Storm Boy causes that same simple, unexpected fullness of heart as when a small child comes up to you, tugs on your sleeve, and tells you they love you.
An adaptation of Colin Thiele’s classic children’s story, this John Sheedy-helmed play is a thoughtful meditation on love, kindness, and our connections to the people and world around us.
Storm Boy (Rory Potter) is living with his father Hideaway Tom (Peter O’Brien) in a shack on the beach – an arrangement that is a little less than legal. The Boy is encouraged to keep his head down and avoid contact with anyone else that might be around, but the curious, sensitive Boy soon comes home with not only a surprising new friend in Fingerbone Bill, (Trevor Jamieson), an older Indigenous man whose own presence on the beach seems dubious at first, but also with three abandoned pelican chicks.
His father, a little salty and gruff, reluctantly allows the boy to nurse the pelicans back to health – and allows Fingerbone Bill to stay for dinner – and from there this story, and the Boy’s little family, grows. The play asks if we can let go of the things we love, if we can express love, and if we understand that the world is more than our sole presence in it.
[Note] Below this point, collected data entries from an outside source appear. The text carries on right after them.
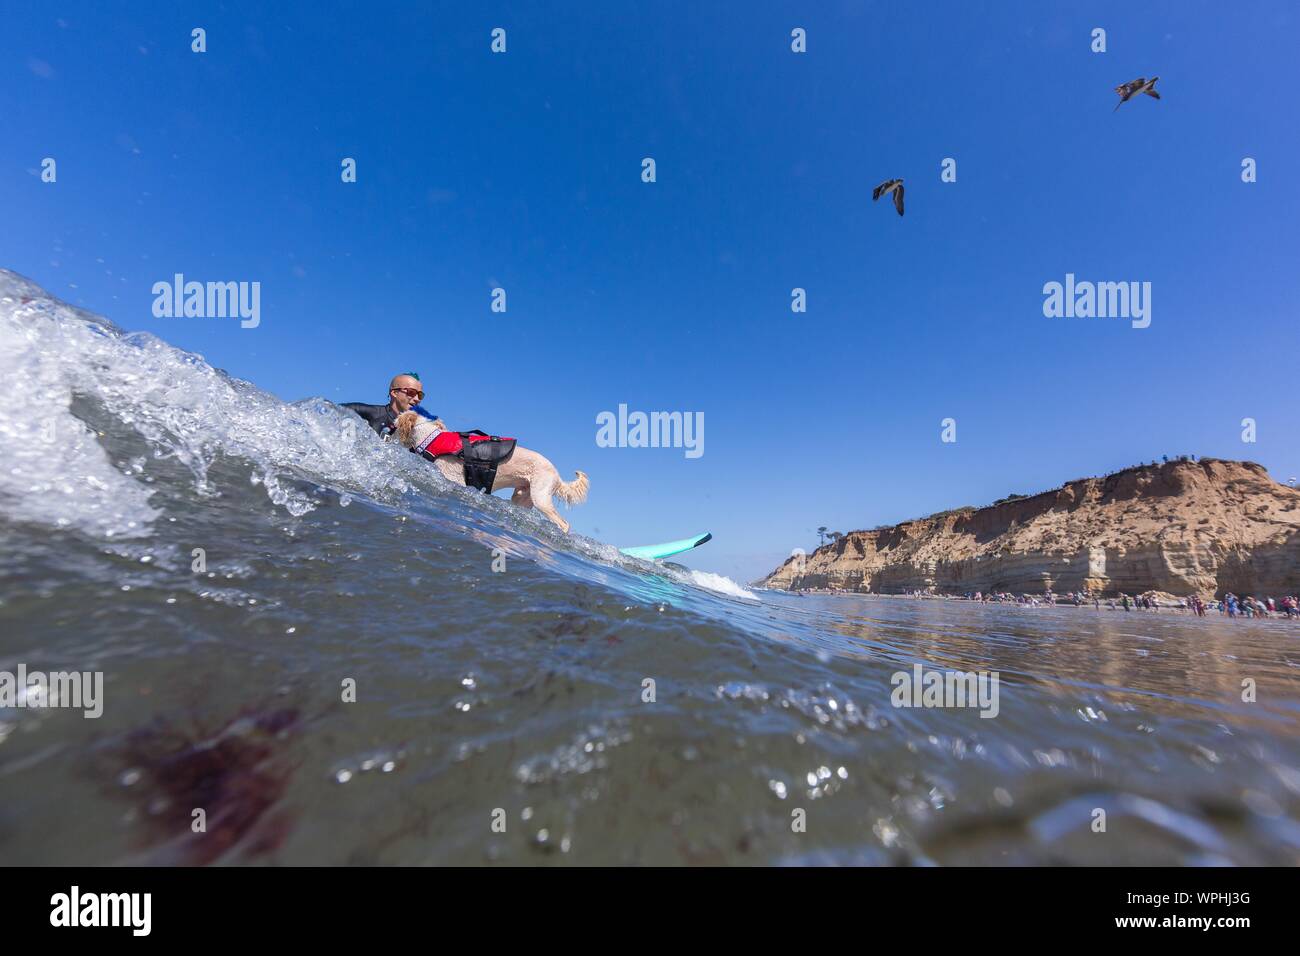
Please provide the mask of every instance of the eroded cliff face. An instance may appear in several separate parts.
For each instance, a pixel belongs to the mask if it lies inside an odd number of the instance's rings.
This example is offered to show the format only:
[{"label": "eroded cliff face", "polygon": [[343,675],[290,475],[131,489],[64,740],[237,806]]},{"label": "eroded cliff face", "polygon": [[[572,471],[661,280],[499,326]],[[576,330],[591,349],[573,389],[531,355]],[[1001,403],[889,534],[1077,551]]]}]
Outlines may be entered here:
[{"label": "eroded cliff face", "polygon": [[1300,490],[1253,462],[1175,461],[853,531],[758,582],[897,593],[1300,591]]}]

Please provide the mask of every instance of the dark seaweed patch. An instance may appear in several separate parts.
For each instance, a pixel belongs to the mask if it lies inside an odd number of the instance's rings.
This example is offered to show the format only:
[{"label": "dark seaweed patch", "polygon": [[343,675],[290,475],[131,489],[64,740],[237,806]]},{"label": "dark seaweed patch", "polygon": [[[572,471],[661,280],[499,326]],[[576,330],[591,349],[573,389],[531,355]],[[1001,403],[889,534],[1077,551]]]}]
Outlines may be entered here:
[{"label": "dark seaweed patch", "polygon": [[[284,751],[300,724],[297,710],[282,708],[244,712],[216,730],[156,722],[128,734],[113,755],[139,775],[130,792],[142,803],[149,848],[161,840],[179,854],[174,862],[197,866],[241,844],[245,856],[277,849],[292,829],[292,815],[273,810],[296,769]],[[192,829],[195,809],[206,815],[201,833]]]}]

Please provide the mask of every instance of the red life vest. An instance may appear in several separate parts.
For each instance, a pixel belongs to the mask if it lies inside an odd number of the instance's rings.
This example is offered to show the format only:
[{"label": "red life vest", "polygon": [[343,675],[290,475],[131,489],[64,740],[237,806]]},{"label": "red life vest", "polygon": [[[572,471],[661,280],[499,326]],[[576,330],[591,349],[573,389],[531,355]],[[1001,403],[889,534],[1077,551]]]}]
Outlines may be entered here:
[{"label": "red life vest", "polygon": [[465,447],[465,443],[461,440],[459,432],[434,432],[416,445],[415,450],[421,453],[427,452],[437,457],[438,455],[459,455],[463,447]]},{"label": "red life vest", "polygon": [[[487,444],[480,444],[482,442]],[[509,461],[515,453],[515,440],[486,435],[477,430],[437,432],[411,450],[430,460],[439,455],[455,455],[464,466],[465,484],[490,494],[496,481],[497,467]]]},{"label": "red life vest", "polygon": [[437,458],[439,455],[459,455],[470,444],[481,441],[514,441],[513,438],[497,438],[482,432],[437,432],[415,446],[417,452],[427,452]]}]

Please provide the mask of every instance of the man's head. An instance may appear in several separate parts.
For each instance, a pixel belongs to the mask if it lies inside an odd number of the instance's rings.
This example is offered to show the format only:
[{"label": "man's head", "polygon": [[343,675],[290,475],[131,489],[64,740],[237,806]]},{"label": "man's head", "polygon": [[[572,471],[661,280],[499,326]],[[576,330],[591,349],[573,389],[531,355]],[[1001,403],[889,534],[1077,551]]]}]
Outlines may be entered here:
[{"label": "man's head", "polygon": [[402,412],[410,411],[412,405],[424,398],[424,386],[420,384],[419,377],[410,372],[395,375],[388,383],[388,398],[400,415]]}]

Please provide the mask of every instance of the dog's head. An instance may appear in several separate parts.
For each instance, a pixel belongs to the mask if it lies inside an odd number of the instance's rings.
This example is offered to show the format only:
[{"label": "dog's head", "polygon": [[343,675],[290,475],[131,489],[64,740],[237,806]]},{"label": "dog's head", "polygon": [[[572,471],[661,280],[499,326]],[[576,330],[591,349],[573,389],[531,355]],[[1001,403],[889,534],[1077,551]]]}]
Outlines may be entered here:
[{"label": "dog's head", "polygon": [[441,418],[430,421],[417,412],[402,412],[397,416],[394,434],[397,440],[407,448],[414,448],[433,431],[446,431],[447,426]]}]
The set, designed by Michael Scott-Mitchell, is evocative and appropriately moody like the beach before dawn; there’s a boat, a door, and a whale/wing-like hill of a structure. There’s something spare about it all that gently triggers the imagination.
The puppets – the pelicans – are beautiful. Created by Annie Forbes and Tim Denton of Aboutface Productions, and with Peter Wilson as Puppetry Director, these pieces become fully realised characters. Manned by Shaka Cook and Michael Smith, the pelicans are lively, funny, and possess a sense of nobility, even when they’re deliberately pecking at Hideaway Tom’s rear end. There’s a great scene when the baby pelicans emerge from the hut fully grown in a clamour, and the majestic full-size puppets are revealed, that’s just full of joy and a little bit of slapstick – striking the perfect tone for the younger members of the audience as well as the adults.
This production’s sense of movement is notable and it’s wonderful to watch. The pelicans fly with all the joy of dance; Smith, in particular, is all long lines and elegance as he and the Boy’s beloved Mr Percival take their flight to freedom.
Rory Potter’s young boy is likable and aching with sensitivity; Potter is a remarkable talent who continues to impress. Jamieson and O’Brien balance their characters’ dad-style jokes well with the world-weariness of adulthood against the young boy’s innocent optimism, and support Potter well.
Damien Cooper’s lighting is subtle and extremely effective – the rising sun, the flash of lightning from a raging storm, it’s all believable and lived-in, with good use of shadow. It plays well with Kingsley Reeve’s sound, his waves and the ocean blending well with the change of tides and times and Cooper’s lighting work.
Tom Holloway’s adaptation for the stage is clever and moves well in the theatre. While the show never quite feels new, like it’s caught in the memory of the source material’s nostalgia, it’s a lovely story with a good sense of its own magic. A surprisingly graceful production.